US Secretary of State Mike Pompeo on Monday called Lai a “patriot”, saying Beijing had “eviscerated” Hong Kong’s freedoms.
Britain said Lai’s arrest was further evidence that the security law was a “pretext to silence opposition”, to which China’s embassy replied by urging London to stop “using freedom of the press as an excuse to discredit” the law.
Police detained Lai, 71, for suspected collusion with foreign forces after about 200 officers searched the newspaper’s offices, collecting 25 boxes of evidence.
Handcuffed and apparently wearing the same clothes after spending the night in jail, Lai was driven by police yesterday to his yacht which police searched, media footage showed.
Beijing has labelled Lai a “traitor” in the past and issued a statement supporting his arrest.
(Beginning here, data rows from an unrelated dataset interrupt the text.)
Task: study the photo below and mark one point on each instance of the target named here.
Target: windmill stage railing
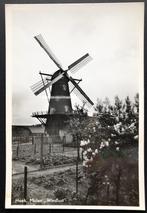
(41, 116)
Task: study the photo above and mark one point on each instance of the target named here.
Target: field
(52, 177)
(51, 173)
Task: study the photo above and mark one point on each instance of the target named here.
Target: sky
(112, 33)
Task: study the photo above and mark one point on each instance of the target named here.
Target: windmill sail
(41, 86)
(80, 93)
(74, 67)
(45, 46)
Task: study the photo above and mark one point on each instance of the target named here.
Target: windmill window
(66, 108)
(52, 110)
(64, 87)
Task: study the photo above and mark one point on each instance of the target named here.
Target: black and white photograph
(75, 106)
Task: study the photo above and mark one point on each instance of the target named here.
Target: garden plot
(54, 188)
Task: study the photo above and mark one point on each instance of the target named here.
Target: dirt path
(38, 173)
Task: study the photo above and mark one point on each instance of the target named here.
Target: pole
(41, 152)
(25, 183)
(77, 164)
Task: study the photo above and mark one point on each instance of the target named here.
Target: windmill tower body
(60, 107)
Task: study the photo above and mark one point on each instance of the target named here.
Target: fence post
(25, 183)
(17, 151)
(77, 164)
(41, 152)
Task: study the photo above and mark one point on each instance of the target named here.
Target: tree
(106, 137)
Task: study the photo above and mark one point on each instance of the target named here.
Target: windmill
(60, 85)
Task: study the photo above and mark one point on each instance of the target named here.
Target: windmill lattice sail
(49, 52)
(74, 67)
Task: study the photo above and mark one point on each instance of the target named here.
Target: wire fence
(40, 150)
The Beijing-backed China Daily newspaper said in an editorial that Lai’s arrest showed “the cost of dancing with the enemy”. The paper added that “justice delayed didn’t mean the absence of justice”.
Police arrested 10 people in all on Monday, including other Apple Daily executives and 23-year-old Agnes Chow, one of the former leaders of activist Joshua Wong’s Demosisto pro-democracy group. The group was disbanded before the new law came into force.
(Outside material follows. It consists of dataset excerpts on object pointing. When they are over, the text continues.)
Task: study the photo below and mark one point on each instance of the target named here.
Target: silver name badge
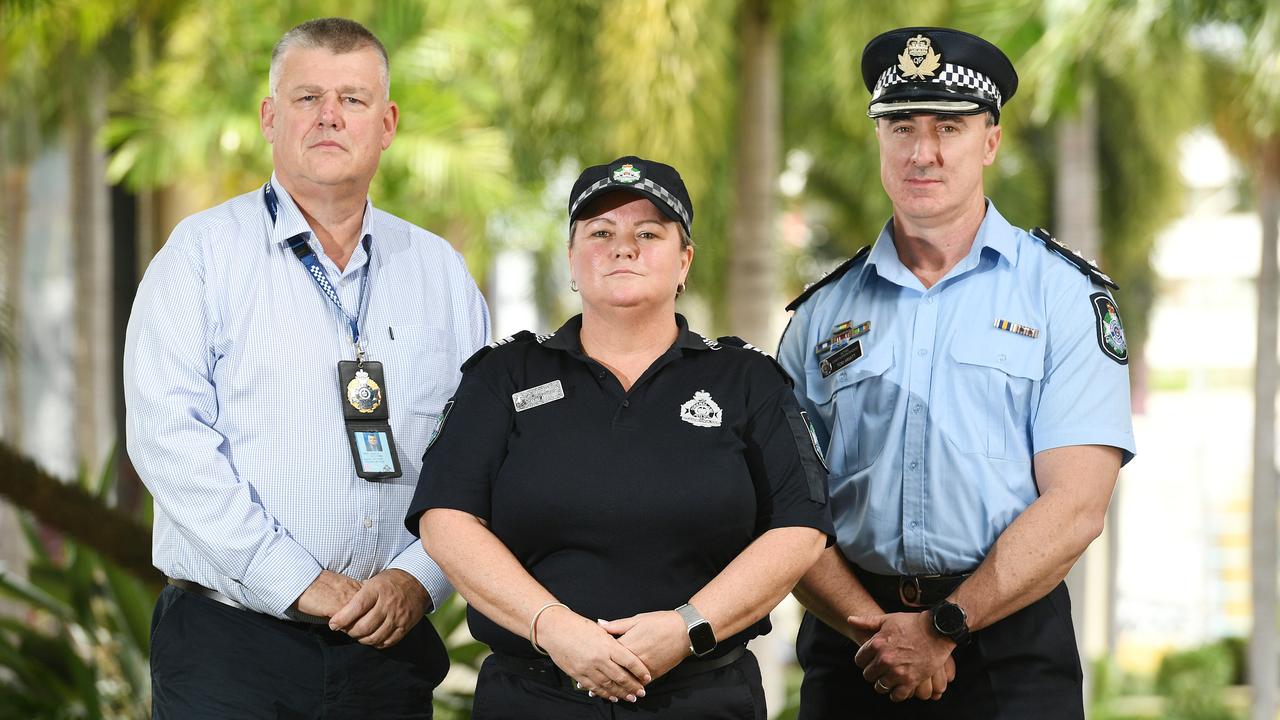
(535, 396)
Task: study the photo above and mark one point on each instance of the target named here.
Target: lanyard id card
(364, 410)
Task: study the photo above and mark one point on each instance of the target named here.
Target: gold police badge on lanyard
(919, 60)
(364, 393)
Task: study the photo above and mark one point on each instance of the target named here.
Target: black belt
(548, 674)
(196, 588)
(909, 591)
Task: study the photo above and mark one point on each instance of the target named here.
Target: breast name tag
(841, 359)
(535, 396)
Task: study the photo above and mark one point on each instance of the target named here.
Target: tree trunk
(754, 309)
(1077, 219)
(1077, 223)
(14, 208)
(1262, 643)
(94, 399)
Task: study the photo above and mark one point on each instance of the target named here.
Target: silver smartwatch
(702, 638)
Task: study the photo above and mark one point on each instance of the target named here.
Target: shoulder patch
(1109, 329)
(522, 336)
(734, 341)
(1073, 256)
(830, 277)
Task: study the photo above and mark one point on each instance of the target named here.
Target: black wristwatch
(702, 638)
(950, 621)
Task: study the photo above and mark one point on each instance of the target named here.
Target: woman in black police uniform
(622, 501)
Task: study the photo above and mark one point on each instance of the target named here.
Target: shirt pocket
(421, 369)
(856, 404)
(990, 400)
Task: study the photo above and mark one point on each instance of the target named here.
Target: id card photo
(375, 454)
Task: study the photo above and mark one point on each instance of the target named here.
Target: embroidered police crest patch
(1109, 329)
(702, 410)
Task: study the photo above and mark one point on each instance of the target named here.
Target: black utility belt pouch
(364, 411)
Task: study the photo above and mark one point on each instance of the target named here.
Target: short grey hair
(685, 240)
(338, 36)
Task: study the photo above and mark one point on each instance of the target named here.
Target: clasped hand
(903, 656)
(378, 613)
(589, 654)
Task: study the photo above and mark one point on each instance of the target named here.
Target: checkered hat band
(645, 183)
(950, 76)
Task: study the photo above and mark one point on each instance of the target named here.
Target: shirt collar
(568, 337)
(995, 232)
(289, 220)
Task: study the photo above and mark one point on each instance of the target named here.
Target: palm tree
(1247, 117)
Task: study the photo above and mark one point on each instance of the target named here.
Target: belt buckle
(909, 591)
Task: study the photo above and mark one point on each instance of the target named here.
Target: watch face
(949, 619)
(702, 638)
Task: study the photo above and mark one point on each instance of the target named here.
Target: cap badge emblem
(626, 173)
(702, 410)
(919, 60)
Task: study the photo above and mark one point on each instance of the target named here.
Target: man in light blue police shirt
(968, 382)
(269, 337)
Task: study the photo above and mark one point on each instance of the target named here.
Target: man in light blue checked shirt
(295, 588)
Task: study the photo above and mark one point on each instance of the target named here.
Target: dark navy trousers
(213, 661)
(1025, 665)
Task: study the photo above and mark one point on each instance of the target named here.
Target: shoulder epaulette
(830, 277)
(522, 336)
(1073, 256)
(734, 341)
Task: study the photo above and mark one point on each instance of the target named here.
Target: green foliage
(1193, 682)
(80, 647)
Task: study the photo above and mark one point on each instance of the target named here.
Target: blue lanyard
(300, 247)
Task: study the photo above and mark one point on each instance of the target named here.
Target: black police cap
(658, 182)
(935, 69)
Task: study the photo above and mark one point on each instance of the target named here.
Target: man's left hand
(387, 607)
(903, 652)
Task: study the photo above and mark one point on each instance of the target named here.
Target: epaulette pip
(830, 277)
(522, 336)
(1073, 256)
(734, 341)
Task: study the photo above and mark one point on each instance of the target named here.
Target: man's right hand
(327, 595)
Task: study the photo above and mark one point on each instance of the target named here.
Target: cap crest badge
(626, 173)
(702, 411)
(918, 60)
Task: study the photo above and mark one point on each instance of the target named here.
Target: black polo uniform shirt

Hong Kong’s pro-democracy movement has managed to sustain broad support across the community.
Shares in Next Digital, which publishes Apple Daily, surged for a second day, gaining more than 2,078 per cent from last Friday’s close, after online pro-democracy forums called on investors to show their support.
Its market value rose as high as HK$5.17 billion (S$914 million), from some HK$200 million.
In the working-class neighbourhood of Mong Kok, dozens of people queued from as early as 2am to buy Lai’s paper.
In another show of support, long queues formed at lunch time at the Cafe Seasons restaurant owned by Lai’s son, Ian, who was also arrested on Monday.
Washington last week imposed sanctions on 11 top Hong Kong officials over what it said was their role in curtailing political freedoms in the city. China responded on Monday with sanctions on 11 top US legislators and others.